Vaccination en force au service des plus riches, au détriment des plus pauvres

La question est sur quels critères une société choisit qui vacciner en priorité, qui seront les 20 millions de retardataires. C'est quoi, la file d'attente en France pour le vaccin?

par Mathieu Pouydesseau, 13.8.2021, depuis deux jours considéré comme titulaire du passeport sanitaire français, demain du pass allemand.

Au 9 août, première date d'entrée en vigueur des dispositions de la loi sur le pass vaccinal, et en l'absence de mesures quant à la distanciation physique en pleine quatrième vague, la France a reçu environ 80 millions de vaccins et en a administré 77.

35 des 55 millions de la population cible est vaccinée.

La France a également reçu un certain nombre de doses du vaccin Astra Zeneca qu'elle n'a pas utilisée, mais revendue, par exemple 300 000 doses livrées à Abidjan le 19 juillet.

Les prévisions de mars 2021 sont tenues: le gouvernement prévoyait alors 80 millions de doses livrées d'ici août, et 35 millions de vaccinés complets.

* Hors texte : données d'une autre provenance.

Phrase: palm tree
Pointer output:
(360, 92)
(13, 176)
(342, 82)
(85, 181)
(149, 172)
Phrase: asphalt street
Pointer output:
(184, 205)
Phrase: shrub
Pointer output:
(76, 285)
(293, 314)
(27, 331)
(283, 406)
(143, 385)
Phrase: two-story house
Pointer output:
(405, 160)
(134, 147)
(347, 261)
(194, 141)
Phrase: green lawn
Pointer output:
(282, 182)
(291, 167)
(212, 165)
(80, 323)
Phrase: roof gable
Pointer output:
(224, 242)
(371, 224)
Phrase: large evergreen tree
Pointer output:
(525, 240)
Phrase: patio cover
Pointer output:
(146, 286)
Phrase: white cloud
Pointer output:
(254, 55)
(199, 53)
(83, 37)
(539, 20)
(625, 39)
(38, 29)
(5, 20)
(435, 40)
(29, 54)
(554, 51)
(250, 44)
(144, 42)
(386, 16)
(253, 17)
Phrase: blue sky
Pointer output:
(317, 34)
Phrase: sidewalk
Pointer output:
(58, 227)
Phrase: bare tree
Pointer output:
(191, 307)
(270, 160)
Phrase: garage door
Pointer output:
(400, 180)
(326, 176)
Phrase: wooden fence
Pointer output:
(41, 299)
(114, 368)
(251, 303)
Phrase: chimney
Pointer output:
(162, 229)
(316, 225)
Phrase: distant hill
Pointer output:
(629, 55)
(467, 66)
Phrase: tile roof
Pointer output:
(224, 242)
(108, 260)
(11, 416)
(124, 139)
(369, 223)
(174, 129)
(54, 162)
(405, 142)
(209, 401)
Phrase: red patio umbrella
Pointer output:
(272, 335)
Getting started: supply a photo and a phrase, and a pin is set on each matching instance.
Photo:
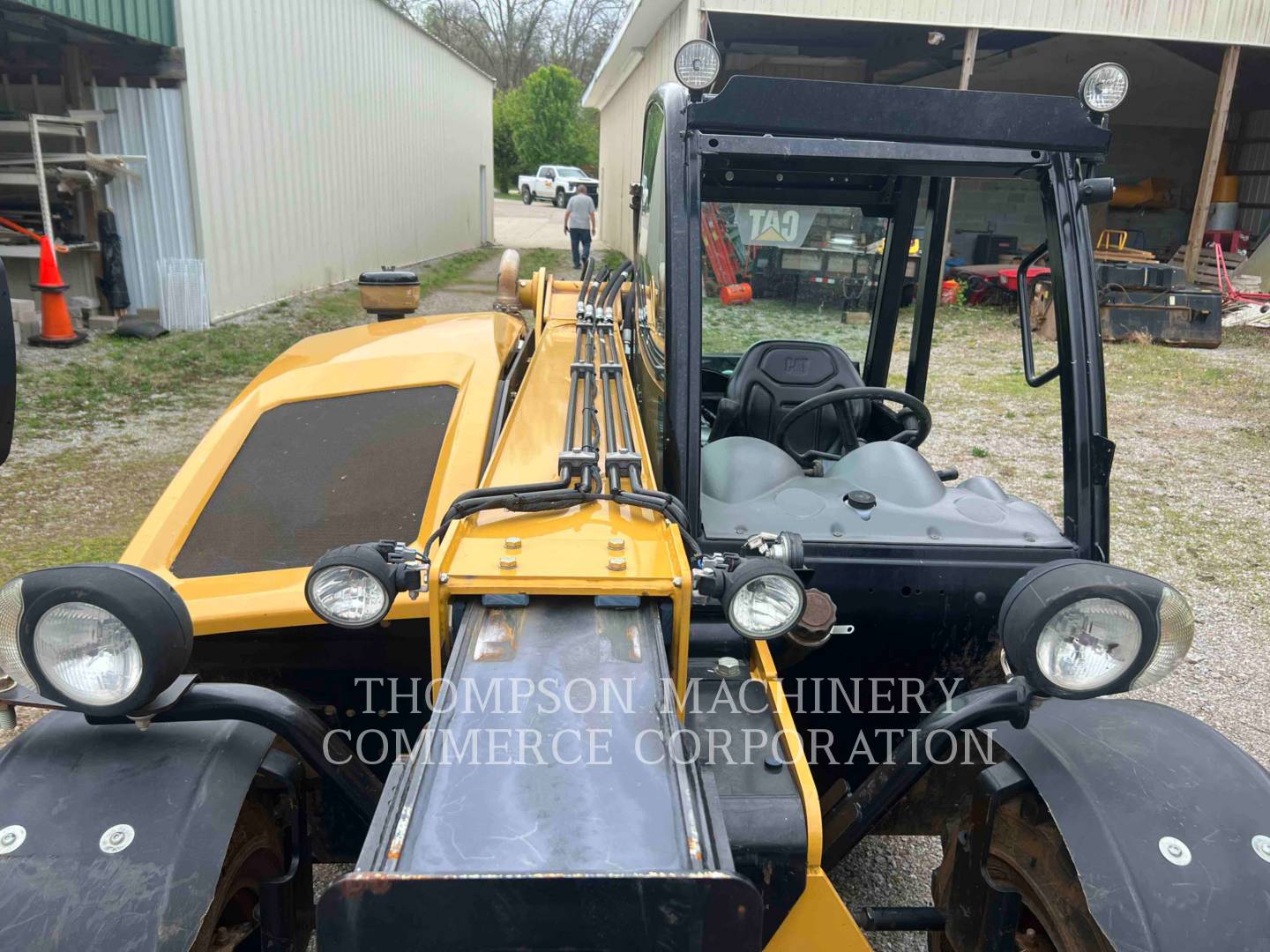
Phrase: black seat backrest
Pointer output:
(775, 376)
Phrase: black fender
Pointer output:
(1119, 776)
(178, 786)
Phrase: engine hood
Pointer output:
(354, 435)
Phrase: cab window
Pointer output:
(788, 271)
(649, 374)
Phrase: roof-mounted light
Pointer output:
(1104, 86)
(698, 63)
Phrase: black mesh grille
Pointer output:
(319, 473)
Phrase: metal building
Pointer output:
(1195, 113)
(273, 147)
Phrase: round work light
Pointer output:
(764, 598)
(1104, 86)
(351, 587)
(1077, 628)
(698, 63)
(100, 639)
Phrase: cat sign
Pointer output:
(778, 227)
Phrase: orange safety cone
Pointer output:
(55, 325)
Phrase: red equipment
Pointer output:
(723, 258)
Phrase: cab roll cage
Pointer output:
(914, 135)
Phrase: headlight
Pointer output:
(88, 654)
(1104, 86)
(351, 587)
(100, 639)
(696, 65)
(1088, 643)
(764, 598)
(1079, 628)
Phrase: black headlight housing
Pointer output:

Le plan est donc tenu. On aurait pas pu, au vue des doses livrées, changer significativement ce résultat - peut-être de 1 à 2 millions tout au plus.

Pourtant, la vague Delta, prévue en mai, déjà visible en juin, a entrainé une panique de l'éxécutif.

Aujourd'hui, les francais vaccinés sont persuadés que les non vaccinés sont des doctrinaires antivaccins asociaux ne méritant que la rigueur de la loi.

Les milieux antivax autrefois marginaux, en dépit de leur exposition médiatique par les stars de groups de presse contrôlés par les grands industriels français, ont reçu en cadeau des millions de français qui mathématiquement ne pouvaient pas être vaccinés au 9 août.

Si on a 80 millions de doses au 9 août et que 80% de vaccination c'est 100 millions de doses, mathématiquement il est impossible d'être à l'immunité collective.

L'algèbre est plus forte que la loi.

La question est dés lors sur quels critères une société choisit qui vacciner en priorité, qui serons les 20 millions de retardataires.

C'est quoi, la file d'attente en France pour le vaccin?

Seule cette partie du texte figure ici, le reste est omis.